The Hon. Barnaby Joyce MP
Shadow Minister for Veterans’ Affairs
Member for New England
Media Statement
6 June 2024
80th D-Day Anniversary – Learning from leadership
The freedom of the individual away from the iron foot of tyranny on its throat is merely a very small fraction of the human experience in the 10,000 years from the caves to AI today. In only a portion of countries, and for only a couple of a hundred years, has there been freedom for the individual as we experience it in Australia. The perverse thing is the ambivalence and ignorance for this incredible gift that has only been achieved by tooth and claw. This enlightenment required leaders inspiring regular people to offer their life for a mighty cause.
The 6th of June 1944 was in the history of freedom of the individual of more importance and consequence than any day in modern history because of the size and totemic consequences of the battle. The outcome of D-Day underpinned the opportunity of individual progression beyond one’s status at birth, the unfettered belief that value is not determined by one’s skin, race or faith, the joy of living unmolested by the edicts of totalitarianism.
Fascism was a popular evil, premised on the antipathy that equivalence brought advancement for all and the best opportunity for happiness for the individual. The individual was merely a supplicant to the state and the inevitable tyrant presiding within.
Fascism murdered Jews in the millions in an industrial, profane, demonic apparatus of an otherwise highly educated society. Similarly, Gypsies are an often ignored ethnicity that was rounded up and murdered, as were the mentally infirm, as were gays, as were the discordant, as were Russians.
D-Day was the philosophy of freedom underpinned by the life offered of the tyre repairer from Texas and the farmer from Australia, as a soldier, airman or sailor fighting for life or death against combatants of similar lifestyles but motivated and instructed by a polar opposite world view.
The 6th of June 1944, eighty years ago, is the largest seaborne invasion in history followed by ferocious fighting and the death of tens of thousands. As you buy your coffee and walk carefree back to your office, that is the purchase by others of your freedom today. Its success was not a sure thing as is discovered in the biographies of key participants especially Supreme Commander Dwight D Eisenhower. Eisenhower would have ultimate authority over a million troops from a range of countries, the vast majority from the USA, in the Battle of Normandy. Hitler put forward his best in Field Marshall Erwin Rommel.
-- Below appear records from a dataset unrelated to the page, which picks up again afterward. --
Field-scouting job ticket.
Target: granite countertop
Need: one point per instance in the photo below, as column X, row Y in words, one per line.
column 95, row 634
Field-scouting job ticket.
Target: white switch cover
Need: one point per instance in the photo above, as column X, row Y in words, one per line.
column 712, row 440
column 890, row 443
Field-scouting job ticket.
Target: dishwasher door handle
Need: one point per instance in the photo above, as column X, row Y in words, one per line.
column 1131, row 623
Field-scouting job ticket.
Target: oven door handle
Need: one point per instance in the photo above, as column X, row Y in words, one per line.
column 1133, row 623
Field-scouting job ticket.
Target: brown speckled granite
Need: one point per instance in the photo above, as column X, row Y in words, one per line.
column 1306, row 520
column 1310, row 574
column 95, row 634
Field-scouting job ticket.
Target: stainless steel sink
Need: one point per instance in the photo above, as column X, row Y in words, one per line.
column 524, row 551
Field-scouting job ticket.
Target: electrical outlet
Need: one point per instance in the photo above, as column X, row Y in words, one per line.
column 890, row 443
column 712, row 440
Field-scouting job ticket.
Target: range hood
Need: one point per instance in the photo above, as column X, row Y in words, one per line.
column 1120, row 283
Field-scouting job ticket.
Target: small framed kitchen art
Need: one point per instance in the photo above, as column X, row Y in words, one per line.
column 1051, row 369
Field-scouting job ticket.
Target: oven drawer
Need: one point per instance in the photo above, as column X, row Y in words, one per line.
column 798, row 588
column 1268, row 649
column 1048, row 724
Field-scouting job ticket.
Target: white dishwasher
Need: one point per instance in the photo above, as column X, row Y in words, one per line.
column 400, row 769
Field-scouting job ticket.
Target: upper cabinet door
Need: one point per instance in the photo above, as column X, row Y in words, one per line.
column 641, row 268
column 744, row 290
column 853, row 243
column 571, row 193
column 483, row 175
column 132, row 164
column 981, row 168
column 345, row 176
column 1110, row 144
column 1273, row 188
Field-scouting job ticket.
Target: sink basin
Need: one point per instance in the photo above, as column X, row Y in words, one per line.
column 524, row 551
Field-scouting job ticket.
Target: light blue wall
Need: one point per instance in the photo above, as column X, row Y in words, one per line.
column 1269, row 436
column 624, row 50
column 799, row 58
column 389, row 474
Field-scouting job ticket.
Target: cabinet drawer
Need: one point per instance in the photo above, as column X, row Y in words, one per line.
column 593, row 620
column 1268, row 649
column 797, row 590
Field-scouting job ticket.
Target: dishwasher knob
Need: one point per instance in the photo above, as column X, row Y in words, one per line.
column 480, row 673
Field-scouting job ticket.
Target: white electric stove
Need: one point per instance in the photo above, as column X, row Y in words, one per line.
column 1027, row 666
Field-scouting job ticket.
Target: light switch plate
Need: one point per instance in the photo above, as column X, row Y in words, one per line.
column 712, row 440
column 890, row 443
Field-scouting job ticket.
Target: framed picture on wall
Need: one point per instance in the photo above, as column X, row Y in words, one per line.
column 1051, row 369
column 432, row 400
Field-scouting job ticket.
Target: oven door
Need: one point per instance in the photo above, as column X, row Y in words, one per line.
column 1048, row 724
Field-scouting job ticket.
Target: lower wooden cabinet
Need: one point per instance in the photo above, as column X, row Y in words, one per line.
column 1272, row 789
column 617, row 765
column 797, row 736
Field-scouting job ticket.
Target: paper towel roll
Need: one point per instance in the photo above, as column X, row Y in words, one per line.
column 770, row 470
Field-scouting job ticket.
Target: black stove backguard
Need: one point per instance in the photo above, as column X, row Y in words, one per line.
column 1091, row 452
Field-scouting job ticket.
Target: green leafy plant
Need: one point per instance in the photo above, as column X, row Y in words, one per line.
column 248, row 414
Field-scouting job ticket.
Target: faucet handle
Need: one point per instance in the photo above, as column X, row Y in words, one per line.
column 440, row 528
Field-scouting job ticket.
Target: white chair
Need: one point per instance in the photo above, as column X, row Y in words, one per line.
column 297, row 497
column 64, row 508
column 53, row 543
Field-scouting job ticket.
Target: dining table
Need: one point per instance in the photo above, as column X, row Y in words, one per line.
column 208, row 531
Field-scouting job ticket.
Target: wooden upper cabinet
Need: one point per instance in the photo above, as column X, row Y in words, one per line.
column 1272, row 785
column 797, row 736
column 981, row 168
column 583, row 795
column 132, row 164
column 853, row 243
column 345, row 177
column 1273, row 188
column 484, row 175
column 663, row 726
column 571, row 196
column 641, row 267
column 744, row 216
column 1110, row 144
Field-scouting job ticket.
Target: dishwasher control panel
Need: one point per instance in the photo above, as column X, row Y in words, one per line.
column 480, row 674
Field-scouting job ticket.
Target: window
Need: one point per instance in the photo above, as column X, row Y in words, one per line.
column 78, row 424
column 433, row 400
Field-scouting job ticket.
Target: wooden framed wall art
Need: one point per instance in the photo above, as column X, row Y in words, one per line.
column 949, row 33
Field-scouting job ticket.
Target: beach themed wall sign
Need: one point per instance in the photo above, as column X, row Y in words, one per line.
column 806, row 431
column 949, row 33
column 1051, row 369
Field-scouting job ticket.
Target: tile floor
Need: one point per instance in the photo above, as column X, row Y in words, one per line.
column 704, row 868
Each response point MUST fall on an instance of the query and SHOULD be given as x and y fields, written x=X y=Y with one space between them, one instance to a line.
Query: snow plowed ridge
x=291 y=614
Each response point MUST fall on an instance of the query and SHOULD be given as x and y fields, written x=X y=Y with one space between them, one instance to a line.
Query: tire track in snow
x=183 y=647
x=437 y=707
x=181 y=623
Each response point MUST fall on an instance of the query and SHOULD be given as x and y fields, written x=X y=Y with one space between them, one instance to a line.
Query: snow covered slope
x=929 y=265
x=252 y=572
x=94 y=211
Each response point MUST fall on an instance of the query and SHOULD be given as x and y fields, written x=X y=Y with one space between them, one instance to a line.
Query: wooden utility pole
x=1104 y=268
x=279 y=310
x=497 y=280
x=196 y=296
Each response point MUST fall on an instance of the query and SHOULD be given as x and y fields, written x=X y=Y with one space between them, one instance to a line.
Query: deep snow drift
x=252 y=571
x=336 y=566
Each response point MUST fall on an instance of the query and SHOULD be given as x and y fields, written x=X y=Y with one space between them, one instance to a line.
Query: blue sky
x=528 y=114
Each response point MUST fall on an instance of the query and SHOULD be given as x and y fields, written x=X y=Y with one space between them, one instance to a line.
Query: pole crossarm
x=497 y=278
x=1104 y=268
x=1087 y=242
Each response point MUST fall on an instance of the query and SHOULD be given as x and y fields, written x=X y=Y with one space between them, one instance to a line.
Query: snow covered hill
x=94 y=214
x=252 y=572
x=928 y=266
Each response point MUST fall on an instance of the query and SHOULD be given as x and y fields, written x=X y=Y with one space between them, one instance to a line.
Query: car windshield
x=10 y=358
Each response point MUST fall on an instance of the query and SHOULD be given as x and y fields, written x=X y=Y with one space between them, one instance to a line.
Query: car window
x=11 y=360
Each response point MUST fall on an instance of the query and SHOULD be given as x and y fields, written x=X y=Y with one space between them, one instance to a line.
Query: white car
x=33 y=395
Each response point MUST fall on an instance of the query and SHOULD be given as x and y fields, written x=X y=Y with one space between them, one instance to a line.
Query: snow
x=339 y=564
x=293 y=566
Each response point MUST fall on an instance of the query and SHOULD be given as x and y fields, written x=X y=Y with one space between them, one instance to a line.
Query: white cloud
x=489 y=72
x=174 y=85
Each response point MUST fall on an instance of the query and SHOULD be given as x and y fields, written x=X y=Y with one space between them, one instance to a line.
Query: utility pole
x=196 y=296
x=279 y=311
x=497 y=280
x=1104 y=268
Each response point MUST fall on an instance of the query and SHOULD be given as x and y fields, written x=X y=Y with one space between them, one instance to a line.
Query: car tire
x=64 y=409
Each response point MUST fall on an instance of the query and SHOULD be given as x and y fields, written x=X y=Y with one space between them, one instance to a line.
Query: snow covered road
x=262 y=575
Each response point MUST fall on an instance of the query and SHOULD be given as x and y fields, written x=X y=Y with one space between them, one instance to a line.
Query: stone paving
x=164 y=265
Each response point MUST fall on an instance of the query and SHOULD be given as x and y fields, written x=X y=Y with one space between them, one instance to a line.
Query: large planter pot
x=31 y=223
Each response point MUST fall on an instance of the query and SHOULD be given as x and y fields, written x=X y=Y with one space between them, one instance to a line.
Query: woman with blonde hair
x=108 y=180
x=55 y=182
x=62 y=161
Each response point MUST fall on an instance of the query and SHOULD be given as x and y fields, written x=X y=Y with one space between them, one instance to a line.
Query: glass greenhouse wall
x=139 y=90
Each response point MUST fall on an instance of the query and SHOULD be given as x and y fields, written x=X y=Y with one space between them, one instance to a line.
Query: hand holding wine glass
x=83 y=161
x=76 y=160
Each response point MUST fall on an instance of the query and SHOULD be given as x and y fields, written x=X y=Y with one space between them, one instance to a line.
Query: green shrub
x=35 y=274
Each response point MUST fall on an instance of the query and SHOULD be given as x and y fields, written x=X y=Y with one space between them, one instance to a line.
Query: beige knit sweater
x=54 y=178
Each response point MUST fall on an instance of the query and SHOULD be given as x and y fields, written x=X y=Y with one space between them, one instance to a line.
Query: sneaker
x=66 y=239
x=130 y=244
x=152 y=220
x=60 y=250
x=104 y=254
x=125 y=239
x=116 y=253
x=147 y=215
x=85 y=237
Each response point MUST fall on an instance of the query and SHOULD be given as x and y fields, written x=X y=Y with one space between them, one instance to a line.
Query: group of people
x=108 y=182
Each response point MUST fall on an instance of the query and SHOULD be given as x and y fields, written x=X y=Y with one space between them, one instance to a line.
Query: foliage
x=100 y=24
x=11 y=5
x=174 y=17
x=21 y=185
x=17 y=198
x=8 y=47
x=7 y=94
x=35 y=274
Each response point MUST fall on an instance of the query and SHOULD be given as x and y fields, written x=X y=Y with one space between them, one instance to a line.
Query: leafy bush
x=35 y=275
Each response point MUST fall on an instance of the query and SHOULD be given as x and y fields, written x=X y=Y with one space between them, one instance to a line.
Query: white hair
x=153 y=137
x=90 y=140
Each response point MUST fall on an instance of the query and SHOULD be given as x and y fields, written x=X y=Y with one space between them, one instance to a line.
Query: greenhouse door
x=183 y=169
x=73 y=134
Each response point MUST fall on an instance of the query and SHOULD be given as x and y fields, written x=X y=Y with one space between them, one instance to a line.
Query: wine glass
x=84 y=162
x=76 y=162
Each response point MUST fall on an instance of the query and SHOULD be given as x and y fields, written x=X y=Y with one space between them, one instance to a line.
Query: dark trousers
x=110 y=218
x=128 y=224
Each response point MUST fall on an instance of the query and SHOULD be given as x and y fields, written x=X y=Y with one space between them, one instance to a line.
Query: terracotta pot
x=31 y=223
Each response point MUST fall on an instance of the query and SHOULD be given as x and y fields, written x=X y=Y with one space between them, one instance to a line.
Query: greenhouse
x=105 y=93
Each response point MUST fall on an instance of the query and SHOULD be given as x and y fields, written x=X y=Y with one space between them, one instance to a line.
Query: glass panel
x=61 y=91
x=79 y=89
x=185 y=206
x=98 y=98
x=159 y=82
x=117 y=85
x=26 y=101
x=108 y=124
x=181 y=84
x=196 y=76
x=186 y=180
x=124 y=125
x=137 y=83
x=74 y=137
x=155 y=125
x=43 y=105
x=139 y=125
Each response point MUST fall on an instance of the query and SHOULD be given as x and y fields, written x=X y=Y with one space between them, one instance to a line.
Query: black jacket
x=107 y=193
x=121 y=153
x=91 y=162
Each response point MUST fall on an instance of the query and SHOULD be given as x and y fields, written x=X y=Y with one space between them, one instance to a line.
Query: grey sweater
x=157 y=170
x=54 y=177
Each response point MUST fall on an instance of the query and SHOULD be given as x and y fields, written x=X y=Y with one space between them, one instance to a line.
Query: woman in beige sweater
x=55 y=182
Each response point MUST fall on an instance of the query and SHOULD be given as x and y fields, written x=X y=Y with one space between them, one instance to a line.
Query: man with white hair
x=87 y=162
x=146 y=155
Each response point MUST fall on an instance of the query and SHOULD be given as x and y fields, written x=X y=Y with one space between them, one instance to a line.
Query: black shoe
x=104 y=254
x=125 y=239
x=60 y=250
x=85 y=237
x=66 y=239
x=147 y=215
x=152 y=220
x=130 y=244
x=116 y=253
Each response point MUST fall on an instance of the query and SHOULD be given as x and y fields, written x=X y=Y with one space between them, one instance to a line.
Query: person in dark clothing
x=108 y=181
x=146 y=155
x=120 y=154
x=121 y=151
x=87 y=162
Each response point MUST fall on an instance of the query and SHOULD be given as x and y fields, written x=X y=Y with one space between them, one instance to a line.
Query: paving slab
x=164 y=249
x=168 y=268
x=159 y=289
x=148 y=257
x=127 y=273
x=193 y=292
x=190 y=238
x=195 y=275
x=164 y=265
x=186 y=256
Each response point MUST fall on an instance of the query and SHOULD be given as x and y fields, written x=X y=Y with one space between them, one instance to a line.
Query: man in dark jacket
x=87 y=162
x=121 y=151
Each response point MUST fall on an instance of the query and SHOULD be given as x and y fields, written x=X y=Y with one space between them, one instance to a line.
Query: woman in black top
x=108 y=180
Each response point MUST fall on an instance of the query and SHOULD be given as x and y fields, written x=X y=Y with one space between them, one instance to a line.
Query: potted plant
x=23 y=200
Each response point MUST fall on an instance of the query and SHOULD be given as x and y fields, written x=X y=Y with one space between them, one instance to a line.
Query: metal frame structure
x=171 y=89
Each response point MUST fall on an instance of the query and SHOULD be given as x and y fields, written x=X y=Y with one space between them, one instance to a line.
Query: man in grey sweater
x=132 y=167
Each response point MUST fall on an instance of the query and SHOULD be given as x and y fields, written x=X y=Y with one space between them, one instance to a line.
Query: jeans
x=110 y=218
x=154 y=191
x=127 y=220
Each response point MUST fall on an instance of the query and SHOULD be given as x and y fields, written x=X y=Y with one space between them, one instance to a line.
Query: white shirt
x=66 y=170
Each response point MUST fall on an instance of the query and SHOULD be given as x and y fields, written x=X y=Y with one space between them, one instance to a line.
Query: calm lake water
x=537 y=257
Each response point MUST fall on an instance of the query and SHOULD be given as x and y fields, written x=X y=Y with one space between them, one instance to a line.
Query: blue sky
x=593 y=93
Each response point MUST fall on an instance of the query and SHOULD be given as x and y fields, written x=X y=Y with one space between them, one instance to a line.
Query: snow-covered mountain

The fact that Eisenhower and Rommel were of German Heritage or German so splendidly elucidates that this was a battle of a core world view not of race, religion or so many, but not all, of the other demarcations that have brought human slaughter on the battlefield of the past.
D-Day was the catalyst of success in the Second World War, the hopeful path to freedom for future humankind. The alternative of a drawn-out war that finished in a negotiated stalemate was failure. Evil has to be crushed without any ameliorating clauses that leaves it with a root to grow from.
Eighty years after D-Day we live in an Australia where we can’t fill our own defence force with our own people. Like fascism of the past, otherwise well educated people are protesting at universities and in the public square against a race, the same ones, men women and children, that fascism murdered. We can observe in our cities and towns the phenomenon of those who put their foot on the path to the ultimate evil. Unlike the past we don’t have leadership with the clarity of Eisenhower to unambiguously and without caveat or addendum, refute antisemitism. We have in Australia the perversion of some to being a sympathiser to the same methodology and philosophy that those in our own family formerly fought against.
If a farmer from Australia in a bombing raid on D-Day had worked out enough to offer his life to the righteous and magnificent cause, what has gone wrong today?